Il numero di detenuti amministrativi nelle strutture di detenzione israeliane è al suo massimo dal 2008nonostante le ripetute condanne da parte degli organismi internazionali per i diritti umani e chiede a Israele di porre immediatamente fine alla pratica.

L’ufficio per i diritti delle Nazioni Unite OHCHR ha affermato nel suo comunicato stampa che molti prigionieri palestinesi hanno fatto ricorso a scioperi della fame per “protestare contro la brutalità delle pratiche di detenzione di Israele”.

Occupazione “coloniale”.

Gli esperti hanno affermato di non poter separare le politiche carcerarie israeliane, “dalla natura coloniale della sua occupazione, intesa a controllare e soggiogare tutti i palestinesi nel territorio che Israele vuole controllare”.

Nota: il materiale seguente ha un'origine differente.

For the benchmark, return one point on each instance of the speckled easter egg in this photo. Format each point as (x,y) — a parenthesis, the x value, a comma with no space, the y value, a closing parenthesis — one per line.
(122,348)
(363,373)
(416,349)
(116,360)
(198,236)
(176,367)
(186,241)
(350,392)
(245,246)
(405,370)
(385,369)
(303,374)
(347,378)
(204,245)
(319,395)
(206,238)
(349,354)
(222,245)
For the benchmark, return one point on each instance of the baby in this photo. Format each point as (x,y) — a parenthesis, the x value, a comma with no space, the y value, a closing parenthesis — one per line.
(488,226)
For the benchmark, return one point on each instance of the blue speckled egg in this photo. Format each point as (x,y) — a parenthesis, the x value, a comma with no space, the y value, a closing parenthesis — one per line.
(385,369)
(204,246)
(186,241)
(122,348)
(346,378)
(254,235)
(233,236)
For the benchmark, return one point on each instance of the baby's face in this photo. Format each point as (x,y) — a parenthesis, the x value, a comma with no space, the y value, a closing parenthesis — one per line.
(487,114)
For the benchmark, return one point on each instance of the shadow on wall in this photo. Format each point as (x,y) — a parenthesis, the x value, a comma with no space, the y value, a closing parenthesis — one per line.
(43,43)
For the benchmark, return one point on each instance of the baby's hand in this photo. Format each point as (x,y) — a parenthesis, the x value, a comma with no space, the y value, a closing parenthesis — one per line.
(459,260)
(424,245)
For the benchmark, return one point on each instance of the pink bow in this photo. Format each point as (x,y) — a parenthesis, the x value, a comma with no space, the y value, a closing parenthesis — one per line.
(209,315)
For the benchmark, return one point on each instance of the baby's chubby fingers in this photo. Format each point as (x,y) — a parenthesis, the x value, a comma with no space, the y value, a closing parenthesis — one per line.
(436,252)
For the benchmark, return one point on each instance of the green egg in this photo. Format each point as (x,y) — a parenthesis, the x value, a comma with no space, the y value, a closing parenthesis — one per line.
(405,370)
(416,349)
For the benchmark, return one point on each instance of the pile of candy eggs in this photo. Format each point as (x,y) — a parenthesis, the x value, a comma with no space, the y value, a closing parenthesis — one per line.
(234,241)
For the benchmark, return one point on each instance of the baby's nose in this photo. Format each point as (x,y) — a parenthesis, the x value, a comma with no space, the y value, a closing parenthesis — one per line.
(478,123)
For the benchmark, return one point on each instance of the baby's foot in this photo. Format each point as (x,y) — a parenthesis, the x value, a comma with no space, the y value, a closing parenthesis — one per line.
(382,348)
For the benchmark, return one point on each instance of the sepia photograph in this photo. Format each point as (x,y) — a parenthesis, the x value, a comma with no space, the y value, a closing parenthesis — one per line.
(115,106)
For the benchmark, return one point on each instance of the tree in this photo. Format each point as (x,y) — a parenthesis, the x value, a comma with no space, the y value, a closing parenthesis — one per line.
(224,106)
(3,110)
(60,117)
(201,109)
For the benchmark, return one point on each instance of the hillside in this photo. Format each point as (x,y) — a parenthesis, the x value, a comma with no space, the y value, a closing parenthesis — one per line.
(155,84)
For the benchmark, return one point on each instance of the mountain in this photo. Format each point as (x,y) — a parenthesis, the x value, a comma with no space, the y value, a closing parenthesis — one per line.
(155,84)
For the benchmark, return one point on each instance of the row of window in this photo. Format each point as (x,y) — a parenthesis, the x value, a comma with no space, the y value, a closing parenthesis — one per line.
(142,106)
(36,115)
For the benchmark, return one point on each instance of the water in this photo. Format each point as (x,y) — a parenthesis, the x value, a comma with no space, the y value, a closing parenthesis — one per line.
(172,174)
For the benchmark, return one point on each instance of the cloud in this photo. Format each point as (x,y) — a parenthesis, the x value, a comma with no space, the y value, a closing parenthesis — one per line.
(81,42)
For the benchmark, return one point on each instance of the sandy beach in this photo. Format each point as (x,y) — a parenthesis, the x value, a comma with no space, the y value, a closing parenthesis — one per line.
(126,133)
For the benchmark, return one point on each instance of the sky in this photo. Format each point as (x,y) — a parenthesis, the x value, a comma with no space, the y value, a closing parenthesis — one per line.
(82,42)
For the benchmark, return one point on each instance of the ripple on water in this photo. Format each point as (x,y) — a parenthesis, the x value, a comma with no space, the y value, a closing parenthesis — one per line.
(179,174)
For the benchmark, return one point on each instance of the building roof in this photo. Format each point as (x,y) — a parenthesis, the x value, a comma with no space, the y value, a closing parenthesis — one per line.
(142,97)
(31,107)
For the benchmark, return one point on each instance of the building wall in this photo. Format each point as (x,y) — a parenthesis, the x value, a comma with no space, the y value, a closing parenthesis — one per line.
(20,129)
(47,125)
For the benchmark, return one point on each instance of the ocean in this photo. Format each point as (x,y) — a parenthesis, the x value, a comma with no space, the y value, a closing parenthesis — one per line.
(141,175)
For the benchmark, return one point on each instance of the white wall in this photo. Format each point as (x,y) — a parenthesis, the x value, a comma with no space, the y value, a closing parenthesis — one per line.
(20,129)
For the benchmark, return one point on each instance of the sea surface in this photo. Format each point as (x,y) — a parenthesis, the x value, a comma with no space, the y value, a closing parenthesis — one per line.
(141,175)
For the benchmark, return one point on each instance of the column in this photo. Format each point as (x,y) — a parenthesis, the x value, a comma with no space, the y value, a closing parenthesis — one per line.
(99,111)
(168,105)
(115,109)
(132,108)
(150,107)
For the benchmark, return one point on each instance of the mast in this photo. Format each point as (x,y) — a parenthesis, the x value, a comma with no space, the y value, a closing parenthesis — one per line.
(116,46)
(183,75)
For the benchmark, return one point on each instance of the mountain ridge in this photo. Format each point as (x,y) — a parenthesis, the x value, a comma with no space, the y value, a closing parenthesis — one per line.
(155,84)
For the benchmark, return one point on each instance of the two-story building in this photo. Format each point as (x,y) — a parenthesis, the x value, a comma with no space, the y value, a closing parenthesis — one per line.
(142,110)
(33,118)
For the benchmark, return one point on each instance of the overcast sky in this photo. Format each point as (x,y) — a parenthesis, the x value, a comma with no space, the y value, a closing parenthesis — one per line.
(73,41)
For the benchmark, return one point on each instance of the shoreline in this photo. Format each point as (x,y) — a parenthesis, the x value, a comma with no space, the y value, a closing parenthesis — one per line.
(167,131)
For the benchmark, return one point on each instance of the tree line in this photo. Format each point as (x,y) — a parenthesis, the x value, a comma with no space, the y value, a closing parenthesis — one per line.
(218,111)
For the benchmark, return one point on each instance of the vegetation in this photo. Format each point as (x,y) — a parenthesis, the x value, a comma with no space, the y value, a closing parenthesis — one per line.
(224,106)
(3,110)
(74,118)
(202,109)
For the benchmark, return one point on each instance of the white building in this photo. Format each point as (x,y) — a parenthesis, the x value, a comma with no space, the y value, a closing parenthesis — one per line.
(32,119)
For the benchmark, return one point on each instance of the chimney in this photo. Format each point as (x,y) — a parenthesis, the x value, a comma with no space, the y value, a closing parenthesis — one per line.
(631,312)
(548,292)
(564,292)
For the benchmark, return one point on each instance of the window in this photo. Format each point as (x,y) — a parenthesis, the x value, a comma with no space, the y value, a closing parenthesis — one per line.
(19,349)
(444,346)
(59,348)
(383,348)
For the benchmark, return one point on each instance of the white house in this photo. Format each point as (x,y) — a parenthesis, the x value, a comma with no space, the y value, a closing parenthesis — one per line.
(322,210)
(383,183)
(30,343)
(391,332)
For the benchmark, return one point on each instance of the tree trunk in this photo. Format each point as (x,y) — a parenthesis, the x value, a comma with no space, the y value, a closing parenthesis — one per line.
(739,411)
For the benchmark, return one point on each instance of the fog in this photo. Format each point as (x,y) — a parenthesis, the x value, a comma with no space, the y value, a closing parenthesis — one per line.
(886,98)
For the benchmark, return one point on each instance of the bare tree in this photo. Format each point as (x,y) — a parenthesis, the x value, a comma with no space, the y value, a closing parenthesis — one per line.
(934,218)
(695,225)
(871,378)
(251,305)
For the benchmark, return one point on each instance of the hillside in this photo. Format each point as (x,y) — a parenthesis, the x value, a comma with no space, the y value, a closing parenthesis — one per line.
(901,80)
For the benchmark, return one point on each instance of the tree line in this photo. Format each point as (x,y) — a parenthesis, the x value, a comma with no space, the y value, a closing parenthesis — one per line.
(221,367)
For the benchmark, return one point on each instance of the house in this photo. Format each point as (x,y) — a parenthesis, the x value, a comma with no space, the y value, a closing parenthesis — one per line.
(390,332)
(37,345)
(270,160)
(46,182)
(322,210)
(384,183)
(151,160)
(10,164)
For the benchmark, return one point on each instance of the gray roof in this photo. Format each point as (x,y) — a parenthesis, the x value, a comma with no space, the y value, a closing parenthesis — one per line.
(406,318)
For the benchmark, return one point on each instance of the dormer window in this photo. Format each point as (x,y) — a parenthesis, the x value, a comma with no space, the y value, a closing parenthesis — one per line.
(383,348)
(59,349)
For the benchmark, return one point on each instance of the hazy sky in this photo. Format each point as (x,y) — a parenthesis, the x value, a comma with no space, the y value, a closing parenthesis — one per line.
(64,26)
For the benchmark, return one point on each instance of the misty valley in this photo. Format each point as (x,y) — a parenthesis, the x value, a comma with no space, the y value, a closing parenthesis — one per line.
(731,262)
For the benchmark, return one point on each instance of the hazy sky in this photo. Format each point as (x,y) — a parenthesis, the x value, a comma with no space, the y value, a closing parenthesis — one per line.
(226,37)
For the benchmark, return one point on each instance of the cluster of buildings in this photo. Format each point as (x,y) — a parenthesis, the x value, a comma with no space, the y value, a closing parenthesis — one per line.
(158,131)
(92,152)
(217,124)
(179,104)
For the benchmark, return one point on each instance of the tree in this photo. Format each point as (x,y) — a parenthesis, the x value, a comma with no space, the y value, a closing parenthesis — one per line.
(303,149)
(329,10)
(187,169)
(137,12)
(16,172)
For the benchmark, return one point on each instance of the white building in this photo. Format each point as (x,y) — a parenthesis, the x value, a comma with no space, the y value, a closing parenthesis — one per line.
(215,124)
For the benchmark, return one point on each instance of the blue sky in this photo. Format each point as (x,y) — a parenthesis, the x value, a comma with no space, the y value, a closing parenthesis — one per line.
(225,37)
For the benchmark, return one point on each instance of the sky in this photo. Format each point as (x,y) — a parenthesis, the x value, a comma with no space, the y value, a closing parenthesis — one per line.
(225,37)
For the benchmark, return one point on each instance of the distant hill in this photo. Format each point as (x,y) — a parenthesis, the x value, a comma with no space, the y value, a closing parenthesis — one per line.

“La pratica sistematica della detenzione amministrativa, lo è equivale a un crimine di guerra di privare intenzionalmente le persone protette del diritto a un processo equo e regolare”, hanno detto i due esperti.

Hanno aggiunto che è sempre più urgente per la comunità internazionale ritenere Israele responsabile dei suoi atti illegali nel territorio occupato e fermare la normalizzazione dei crimini di guerra.

Quante altre vite dovranno essere perse, prima che un centimetro di giustizia possa essere consegnato nel territorio palestinese occupato?” hanno concluso.

A proposito dei relatori

Esperti indipendenti in materia di diritti umani sono tutti nominati dal Consiglio per i diritti umani delle Nazioni Unite, a Ginevra, ai sensi del suo Procedure speciali.

Hanno il compito di monitorare e riferire su specifiche questioni tematiche o situazioni nazionali. Non fanno parte del personale delle Nazioni Unite e non ricevono uno stipendio per il loro lavoro.